Why our Relative Strength Engine liked it
The logic here is clean. Stocks with high relative strength tend to keep leading until something breaks — and a pullback to the 20dma that holds, especially with volume drying up and sellers losing conviction, is often exactly where the next leg starts. We're not chasing a breakout. We're buying a controlled dip in a strong name that found support right where it was supposed to. The conviction score came in at 61.4 out of 100. That's not our highest-confidence setup, and there's no reason to pretend otherwise. The reclaim and the RS rank are doing the heavy lifting. The 'held support' component scored zero, which tells us the system saw some hesitation on that front. That's worth knowing before you're in the position.
The trade plan
The Relative Strength Engine entered at $12.75. Stop is set at $9.50 — that's $3.25 below entry. The system's 2R target is $19.25, which puts $6.50 of upside against $3.25 of risk: a clean 2-to-1. We're putting about $3,902 behind this one, working out to 306 shares in the paper account. The stop at $9.50 gives the position room to breathe without sitting below any meaningful structural level. It's a defined risk line, not a hair-trigger. If PIII slips back below the 20dma and keeps going, we're out — no second-guessing.

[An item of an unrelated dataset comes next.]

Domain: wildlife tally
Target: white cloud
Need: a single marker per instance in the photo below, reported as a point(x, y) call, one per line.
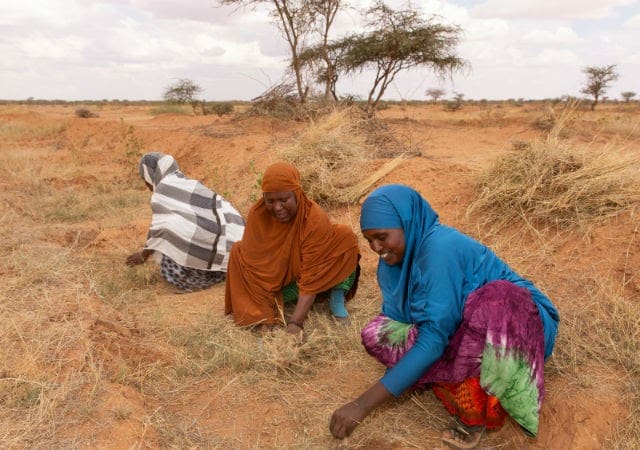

Position size: our paper account is putting about $3,902 (306 shares) into this trade, sized to risk roughly $994 if our stop is hit. This is what the system committed in its paper account — not a suggestion of how much you should put into any trade.
What could go wrong
A 61.4 conviction score means we're reasonably interested, not locked in. Two things could work against this: the broader market stays soft — SPY's been flat, and that environment doesn't exactly help speculative names catch a bid — or PIII re-tests the 20dma and fails. The stop handles the second scenario, but it's worth acknowledging the setup hasn't fully confirmed yet. The zero score on 'held support' in the engine breakdown is a flag, not a dealbreaker, but a flag. We also have three other open positions right now. MRK is sitting at -2.4% on day 9, a reminder that not every setup moves cleanly from the start.
One more thought before we go
Eleven days into this, the system is down 0.7% while SPY has dropped 1.9% over the same window. GEO and EVC are both carrying gains. MRK is the position we're watching most closely. PIII is the newest name in the mix — a quieter setup than a breakout, but those sometimes end up being the ones that move cleanest. The next thing to watch is simple: does the 20dma hold, or doesn't it.